Kinerja Resin Kopolimer Poli(stirena-co-divinilbenzena) Sulfonat sebagai Katalis Heterogen dalam Sintesis Biodiesel dari Asam Oleat melalui Reaksi Esterifikasi

Abstract

This study aims to synthesize and evaluate the performance of sulfonated poly(styrene-co-divinylbenzene) copolymer resin as a heterogeneous catalyst in the esterification reaction of oleic acid with methanol for biodiesel production. The copolymer resin was synthesized through the polymerization of styrene and divinylbenzene monomers using benzoyl peroxide (BPO) as a catalyst and subsequently functionalized with sulfonate groups (-SO₃H).
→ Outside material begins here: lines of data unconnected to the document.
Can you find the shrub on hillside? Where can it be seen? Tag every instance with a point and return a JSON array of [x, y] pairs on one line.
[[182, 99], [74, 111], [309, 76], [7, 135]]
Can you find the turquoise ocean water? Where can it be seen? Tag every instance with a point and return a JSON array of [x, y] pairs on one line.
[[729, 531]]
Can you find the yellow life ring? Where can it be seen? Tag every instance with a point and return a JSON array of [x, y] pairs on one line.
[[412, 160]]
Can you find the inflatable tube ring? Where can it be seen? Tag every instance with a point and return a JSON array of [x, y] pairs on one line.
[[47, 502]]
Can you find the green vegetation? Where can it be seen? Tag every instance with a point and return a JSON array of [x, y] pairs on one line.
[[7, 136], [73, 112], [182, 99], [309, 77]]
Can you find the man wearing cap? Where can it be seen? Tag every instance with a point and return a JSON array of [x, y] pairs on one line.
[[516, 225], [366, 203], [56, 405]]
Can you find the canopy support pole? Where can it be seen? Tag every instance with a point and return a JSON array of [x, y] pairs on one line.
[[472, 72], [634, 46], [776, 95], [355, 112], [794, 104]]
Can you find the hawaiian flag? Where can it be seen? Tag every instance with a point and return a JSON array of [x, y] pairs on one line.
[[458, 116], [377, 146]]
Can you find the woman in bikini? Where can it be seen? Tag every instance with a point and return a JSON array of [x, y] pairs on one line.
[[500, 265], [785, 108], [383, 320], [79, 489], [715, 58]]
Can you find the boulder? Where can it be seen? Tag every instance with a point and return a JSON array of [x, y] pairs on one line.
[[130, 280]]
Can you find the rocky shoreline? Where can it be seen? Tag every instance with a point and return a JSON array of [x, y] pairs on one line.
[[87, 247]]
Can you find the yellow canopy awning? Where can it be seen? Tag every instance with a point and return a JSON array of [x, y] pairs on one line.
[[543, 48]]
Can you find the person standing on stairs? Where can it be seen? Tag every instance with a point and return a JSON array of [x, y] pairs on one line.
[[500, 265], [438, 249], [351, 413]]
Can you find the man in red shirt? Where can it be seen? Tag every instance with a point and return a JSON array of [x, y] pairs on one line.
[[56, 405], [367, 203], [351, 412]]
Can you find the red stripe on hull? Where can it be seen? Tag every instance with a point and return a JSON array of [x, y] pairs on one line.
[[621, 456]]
Physicochemical characterizations of the resin were performed using FTIR to identify functional groups, XRD to determine crystallinity patterns, TGA to analyze thermal stability, and Surface Area Analyzer (SAA) to investigate the textural properties of the obtained resin. Catalytic performance testing was conducted through the esterification reaction of oleic acid by varying the molar ratio of methanol to oleic acid (6:1, 9:1, and 12:1) and the catalyst mass (0, 1, 3, 5, and 7 wt.%) under predetermined temperature and reaction time conditions. The results indicated successful sulfonation, evidenced by the appearance of a broad O–H stretching peak at 3438 cm-1, asymmetric and symmetric S=O stretching vibrations, and O=S=O stretching vibrations from sulfonate groups observed at 1214, 1032, and 1161 cm-1 in the FT-IR spectra. XRD patterns revealed that both resins were amorphous, with an increased degree of amorphousness after sulfonation, demonstrated by a broad diffraction peak at 2θ = 19.62° for the sulfonated resin. TGA analysis showed that the sulfonated resin catalyst was thermally stable within a temperature range of 100 °C to 150 °C, making it suitable for esterification processes. SAA analysis found that the sulfonated resin had a surface area of 2.037 m²/g, pore volume of 0.001 cc/g, and an average pore diameter of approximately 3.5 nm. The optimal esterification conditions were achieved at a molar ratio of methanol to oleic acid of 12:1, resulting in a conversion of 72%, while a catalyst mass variation of 7 wt.% achieved a biodiesel conversion of up to 92%. Reusability tests demonstrated a gradual decline in catalytic activity from a conversion rate of 76% in the first cycle, decreasing to 45% by the third cycle. This study confirms that sulfonated poly(styrene-co-divinylbenzene) copolymer resin has potential as a heterogeneous catalyst for biodiesel synthesis, although further optimization is necessary to enhance catalyst stability and efficiency.